It has been my experience that if you want to get a school board member riled up, just bring up charter schools in the conversation. There are few other education topics that get the heated attention and disdain that charter schools do. Words like “waste,” “fraud,” “abuse,” and “cherry picking” will soon enter the conversation, and at that point all hope of a pleasant dialogue is lost.

Given my 28 years of experience as a board member, I have seen both successful and unsuccessful charter schools. Likewise, I have seen both successful and unsuccessful public schools. And, many states have “open enrollment” policies. Parents, if given an option, will often move their child from a struggling school to another school if the issues impacting the struggling school are not getting resolved.

I am from California, a state that is considered by some to be the birthplace of the charter school movement. Since the passage of the California Charter Schools Act over 25 years ago, it’s earned the distinction of being the state with the most charter schools (almost 1,300) and the largest student enrollment in charter schools (over 600,000). That’s 10 percent of the state’s public school population. By the way, California also has the most public schools and public school students.

In California, there seem to be many issues with what I refer to as “for-profit” charter schools-—those that generate substantial funds for their corporate owners. The “for-profit” charters, sometimes referred to as “independent” charters, in my opinion, do not provide adequate oversight or demonstrate effective academic accountability and are motivated by profit.

There are also charters that are not-for-profit and are chartered under the control and review of the local board of education. It’s been my experience that these schools tend to be more accountable and are held to academic standards. These schools also are known as dependent charters, that is, dependent on the board that approved their charter.

We have four dependent charter schools in the Santa Rosa City Schools district. Each school provides parental choice and brings together students with similar interests.

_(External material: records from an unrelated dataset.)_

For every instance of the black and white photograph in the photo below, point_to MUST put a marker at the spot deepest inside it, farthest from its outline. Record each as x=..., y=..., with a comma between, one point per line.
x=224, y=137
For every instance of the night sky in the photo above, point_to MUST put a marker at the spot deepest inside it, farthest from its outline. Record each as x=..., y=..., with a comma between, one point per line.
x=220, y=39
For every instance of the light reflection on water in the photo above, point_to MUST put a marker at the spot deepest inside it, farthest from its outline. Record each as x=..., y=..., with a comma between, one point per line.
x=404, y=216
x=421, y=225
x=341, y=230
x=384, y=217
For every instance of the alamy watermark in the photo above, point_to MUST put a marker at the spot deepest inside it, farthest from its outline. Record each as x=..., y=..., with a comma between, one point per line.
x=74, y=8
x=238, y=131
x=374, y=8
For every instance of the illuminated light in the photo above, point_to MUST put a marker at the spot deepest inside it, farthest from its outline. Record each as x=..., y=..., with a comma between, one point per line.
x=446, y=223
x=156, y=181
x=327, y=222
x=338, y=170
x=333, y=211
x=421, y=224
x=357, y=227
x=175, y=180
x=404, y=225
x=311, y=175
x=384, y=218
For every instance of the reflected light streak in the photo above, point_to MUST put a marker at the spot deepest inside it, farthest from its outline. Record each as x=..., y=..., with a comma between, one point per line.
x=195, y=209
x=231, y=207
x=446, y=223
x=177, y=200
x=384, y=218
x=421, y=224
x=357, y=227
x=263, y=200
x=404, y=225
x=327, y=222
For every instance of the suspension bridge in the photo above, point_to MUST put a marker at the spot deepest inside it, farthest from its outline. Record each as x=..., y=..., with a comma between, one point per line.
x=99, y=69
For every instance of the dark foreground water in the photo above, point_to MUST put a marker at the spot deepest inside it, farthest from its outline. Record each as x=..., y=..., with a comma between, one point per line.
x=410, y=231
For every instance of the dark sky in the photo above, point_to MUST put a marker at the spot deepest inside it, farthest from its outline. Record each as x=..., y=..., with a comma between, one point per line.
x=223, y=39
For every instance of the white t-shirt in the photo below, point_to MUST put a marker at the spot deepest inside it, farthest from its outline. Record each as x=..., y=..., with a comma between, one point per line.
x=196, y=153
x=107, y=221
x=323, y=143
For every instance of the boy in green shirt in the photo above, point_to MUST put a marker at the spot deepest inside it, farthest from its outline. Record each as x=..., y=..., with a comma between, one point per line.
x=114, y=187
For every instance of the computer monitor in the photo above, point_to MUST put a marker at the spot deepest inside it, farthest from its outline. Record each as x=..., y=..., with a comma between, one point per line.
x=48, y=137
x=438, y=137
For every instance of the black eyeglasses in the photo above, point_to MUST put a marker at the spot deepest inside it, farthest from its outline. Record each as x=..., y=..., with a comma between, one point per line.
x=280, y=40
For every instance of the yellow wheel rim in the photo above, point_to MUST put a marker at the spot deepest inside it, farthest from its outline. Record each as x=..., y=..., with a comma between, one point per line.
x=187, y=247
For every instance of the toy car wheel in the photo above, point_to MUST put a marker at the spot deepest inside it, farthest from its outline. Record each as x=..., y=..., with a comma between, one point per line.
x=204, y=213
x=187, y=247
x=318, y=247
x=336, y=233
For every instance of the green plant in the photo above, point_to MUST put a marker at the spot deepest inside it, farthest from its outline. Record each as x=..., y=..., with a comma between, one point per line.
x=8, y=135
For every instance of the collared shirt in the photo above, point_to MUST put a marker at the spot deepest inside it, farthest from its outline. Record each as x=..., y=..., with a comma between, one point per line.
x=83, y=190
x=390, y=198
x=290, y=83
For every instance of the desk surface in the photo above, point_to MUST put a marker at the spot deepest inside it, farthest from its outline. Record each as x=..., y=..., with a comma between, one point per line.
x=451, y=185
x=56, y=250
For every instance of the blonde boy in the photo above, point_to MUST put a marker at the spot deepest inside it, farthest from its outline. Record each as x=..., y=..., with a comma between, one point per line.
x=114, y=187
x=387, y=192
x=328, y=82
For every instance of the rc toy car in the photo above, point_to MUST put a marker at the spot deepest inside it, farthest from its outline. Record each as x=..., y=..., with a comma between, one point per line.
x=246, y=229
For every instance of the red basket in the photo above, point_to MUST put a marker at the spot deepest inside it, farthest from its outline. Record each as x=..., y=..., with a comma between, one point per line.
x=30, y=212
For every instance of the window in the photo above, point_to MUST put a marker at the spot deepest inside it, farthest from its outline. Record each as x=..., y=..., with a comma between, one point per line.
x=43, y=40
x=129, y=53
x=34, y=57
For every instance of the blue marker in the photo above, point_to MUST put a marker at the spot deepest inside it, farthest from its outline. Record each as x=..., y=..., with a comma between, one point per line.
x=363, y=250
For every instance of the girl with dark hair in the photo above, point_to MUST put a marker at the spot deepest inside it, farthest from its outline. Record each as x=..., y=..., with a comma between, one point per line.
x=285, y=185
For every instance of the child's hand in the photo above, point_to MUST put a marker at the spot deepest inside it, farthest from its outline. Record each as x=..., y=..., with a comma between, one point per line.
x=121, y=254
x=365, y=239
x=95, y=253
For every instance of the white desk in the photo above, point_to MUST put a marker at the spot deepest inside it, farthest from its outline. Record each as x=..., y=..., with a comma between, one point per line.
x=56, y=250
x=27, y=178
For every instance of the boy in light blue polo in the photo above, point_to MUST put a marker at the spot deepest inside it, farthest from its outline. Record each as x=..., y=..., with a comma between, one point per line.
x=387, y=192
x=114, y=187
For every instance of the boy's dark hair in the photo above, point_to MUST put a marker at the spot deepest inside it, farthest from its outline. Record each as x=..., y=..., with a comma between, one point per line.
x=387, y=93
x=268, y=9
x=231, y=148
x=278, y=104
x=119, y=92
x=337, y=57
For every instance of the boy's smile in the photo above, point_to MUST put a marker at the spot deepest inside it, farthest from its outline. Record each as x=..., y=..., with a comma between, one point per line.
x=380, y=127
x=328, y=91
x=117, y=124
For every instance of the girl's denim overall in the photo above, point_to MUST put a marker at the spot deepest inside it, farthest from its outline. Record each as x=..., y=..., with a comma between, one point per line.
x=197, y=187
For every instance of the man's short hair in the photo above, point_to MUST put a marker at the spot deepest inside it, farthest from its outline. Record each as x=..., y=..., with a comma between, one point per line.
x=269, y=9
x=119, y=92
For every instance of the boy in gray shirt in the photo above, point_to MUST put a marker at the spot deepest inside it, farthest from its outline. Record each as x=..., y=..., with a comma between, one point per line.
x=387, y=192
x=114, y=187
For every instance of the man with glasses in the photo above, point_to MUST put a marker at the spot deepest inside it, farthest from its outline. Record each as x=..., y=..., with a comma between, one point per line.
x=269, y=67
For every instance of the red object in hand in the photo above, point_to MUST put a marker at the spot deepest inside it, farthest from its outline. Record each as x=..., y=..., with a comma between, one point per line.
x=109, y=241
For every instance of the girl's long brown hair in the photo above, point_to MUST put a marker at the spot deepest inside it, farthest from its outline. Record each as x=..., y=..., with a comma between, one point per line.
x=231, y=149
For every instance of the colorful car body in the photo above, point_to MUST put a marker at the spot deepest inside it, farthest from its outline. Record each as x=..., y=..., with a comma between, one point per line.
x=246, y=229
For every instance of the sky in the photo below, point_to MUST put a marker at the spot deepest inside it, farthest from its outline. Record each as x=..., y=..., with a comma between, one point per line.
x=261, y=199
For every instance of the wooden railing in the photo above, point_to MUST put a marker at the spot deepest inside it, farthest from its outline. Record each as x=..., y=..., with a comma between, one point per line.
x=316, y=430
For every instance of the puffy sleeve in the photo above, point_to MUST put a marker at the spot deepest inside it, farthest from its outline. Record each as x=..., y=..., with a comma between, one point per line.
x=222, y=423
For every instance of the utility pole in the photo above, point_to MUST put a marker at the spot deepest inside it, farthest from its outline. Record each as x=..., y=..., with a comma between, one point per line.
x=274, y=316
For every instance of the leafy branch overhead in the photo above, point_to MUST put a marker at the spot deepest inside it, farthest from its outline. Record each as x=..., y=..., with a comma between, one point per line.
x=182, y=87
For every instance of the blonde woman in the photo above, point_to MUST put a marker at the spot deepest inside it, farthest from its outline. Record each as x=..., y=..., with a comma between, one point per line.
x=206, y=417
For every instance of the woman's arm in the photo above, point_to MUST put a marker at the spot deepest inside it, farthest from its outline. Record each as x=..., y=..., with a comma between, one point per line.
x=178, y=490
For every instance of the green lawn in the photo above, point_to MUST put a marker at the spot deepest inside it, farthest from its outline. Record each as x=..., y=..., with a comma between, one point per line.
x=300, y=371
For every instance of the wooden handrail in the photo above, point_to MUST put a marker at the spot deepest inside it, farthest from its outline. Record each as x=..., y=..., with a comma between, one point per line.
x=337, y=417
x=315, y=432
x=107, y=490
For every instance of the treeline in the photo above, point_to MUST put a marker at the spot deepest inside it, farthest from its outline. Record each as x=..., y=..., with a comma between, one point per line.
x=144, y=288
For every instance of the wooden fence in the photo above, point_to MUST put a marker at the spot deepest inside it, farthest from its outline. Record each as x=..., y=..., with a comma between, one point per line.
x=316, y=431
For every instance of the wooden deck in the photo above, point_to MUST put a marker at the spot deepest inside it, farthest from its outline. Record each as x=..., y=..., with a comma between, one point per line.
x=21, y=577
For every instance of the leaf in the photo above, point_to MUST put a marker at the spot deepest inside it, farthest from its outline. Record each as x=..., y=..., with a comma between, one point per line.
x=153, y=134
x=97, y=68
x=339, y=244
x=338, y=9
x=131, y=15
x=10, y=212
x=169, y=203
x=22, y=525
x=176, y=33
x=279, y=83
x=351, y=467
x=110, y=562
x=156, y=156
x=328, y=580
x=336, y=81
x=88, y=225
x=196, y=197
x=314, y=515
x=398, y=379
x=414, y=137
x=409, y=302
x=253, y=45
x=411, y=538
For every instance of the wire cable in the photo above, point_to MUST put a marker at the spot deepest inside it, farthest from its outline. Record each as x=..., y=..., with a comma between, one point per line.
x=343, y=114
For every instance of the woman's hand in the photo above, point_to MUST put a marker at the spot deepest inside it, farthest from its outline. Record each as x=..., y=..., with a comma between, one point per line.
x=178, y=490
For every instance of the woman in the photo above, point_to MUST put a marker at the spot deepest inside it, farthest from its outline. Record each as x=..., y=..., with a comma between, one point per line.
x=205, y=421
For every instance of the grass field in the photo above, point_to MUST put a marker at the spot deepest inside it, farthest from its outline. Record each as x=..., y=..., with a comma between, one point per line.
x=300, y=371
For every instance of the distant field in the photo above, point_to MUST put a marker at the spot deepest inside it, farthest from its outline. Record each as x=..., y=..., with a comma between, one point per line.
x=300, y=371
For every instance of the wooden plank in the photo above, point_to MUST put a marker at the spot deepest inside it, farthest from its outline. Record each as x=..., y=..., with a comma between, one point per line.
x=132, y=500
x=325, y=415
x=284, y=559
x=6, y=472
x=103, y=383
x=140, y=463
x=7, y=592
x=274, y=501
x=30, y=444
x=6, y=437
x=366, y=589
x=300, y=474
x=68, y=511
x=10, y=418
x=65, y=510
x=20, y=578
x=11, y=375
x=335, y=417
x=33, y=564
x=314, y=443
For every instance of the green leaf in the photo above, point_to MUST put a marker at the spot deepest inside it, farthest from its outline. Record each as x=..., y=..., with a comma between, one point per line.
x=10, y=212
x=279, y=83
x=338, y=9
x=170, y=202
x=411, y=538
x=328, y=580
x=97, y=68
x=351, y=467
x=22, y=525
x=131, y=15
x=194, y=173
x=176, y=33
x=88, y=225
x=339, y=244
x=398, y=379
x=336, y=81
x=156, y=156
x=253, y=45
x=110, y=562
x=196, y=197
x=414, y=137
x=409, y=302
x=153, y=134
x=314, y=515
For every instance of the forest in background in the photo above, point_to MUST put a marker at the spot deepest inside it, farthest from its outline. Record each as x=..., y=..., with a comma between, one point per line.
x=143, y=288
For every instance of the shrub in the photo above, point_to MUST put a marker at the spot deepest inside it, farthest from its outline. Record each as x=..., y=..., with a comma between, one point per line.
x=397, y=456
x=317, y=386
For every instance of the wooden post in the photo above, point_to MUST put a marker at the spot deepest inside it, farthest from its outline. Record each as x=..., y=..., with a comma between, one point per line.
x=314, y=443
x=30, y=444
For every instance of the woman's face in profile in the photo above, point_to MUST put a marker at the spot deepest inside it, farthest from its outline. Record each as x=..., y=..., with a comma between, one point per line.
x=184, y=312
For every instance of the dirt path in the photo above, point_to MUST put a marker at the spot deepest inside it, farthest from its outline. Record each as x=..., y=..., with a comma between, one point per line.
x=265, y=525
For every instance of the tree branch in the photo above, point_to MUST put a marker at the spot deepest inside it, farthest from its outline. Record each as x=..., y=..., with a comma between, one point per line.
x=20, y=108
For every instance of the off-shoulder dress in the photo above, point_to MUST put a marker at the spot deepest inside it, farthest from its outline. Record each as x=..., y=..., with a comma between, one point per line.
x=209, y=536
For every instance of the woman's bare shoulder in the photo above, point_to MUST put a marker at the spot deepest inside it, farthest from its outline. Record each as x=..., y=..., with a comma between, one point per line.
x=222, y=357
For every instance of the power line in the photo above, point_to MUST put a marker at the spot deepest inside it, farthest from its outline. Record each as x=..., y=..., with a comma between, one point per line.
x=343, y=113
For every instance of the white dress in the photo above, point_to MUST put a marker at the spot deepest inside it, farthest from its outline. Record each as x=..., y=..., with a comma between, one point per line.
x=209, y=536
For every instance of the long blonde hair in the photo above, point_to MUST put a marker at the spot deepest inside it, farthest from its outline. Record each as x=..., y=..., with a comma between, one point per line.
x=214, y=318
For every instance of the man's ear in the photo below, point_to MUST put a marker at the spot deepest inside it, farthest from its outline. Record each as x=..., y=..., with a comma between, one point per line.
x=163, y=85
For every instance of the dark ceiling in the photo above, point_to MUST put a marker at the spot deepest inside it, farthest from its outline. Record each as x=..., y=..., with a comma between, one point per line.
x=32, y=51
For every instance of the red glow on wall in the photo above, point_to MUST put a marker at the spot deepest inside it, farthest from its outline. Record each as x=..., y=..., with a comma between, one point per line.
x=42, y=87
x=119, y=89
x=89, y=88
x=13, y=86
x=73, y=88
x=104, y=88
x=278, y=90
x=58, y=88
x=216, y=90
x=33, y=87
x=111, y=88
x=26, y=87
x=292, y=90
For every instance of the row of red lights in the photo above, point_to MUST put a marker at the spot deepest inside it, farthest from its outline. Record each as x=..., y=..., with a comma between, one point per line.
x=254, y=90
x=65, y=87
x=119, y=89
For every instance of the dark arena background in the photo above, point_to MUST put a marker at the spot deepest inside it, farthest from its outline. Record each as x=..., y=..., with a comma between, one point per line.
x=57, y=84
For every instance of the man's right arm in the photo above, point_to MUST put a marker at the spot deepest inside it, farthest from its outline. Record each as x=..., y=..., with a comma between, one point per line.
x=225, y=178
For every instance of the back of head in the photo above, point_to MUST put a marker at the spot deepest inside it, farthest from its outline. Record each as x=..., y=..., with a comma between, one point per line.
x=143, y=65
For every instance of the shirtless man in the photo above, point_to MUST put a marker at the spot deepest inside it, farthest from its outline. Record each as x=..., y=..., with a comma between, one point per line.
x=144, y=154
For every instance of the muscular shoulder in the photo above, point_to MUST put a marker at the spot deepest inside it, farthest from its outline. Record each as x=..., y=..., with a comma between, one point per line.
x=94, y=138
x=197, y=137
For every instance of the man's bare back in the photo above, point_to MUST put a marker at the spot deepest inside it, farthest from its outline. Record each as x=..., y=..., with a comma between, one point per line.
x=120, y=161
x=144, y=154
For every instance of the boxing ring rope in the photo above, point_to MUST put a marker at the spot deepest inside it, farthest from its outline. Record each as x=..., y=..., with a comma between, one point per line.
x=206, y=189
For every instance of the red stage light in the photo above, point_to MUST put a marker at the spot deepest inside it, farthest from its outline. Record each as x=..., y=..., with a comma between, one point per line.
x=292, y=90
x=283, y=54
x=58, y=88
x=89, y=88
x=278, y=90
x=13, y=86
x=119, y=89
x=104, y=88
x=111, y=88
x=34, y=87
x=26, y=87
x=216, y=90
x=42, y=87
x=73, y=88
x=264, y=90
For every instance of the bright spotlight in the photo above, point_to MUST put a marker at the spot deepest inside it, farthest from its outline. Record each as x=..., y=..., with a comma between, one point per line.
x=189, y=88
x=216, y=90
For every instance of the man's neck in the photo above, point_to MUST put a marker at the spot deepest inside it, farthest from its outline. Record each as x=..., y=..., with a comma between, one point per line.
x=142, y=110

The Accelerated Charter School fosters students’ critical thinking skills. Classes have a strong math and science focus and are designed to meet and exceed state standards.

The Charter School for the Arts is a school community that provides an academically rigorous program using an arts-integrated approach.

The Cesar Chavez Language Academy believes that the best setting for educating linguistic minority students is when two languages are used without apology and becoming proficient in both is considered a significant achievement.

And finally, our French-American Charter School provides a strong academic curriculum in French and English, giving students the opportunity to thrive in the global diversity that represents our world today.

I am very proud of my district’s dependent, or not-for-profit, charter schools. Each of them is held to the same rigorous standards as regular public schools, differing only in their delivery methods, mode of instruction, and the choice of materials that are decided at the site level. These differences allow the teachers to differentiate their instruction according to their students’ unique learning styles.

So, perhaps we shouldn’t put all charter schools under one umbrella. Is there such a thing as a good charter school? Mais, oui!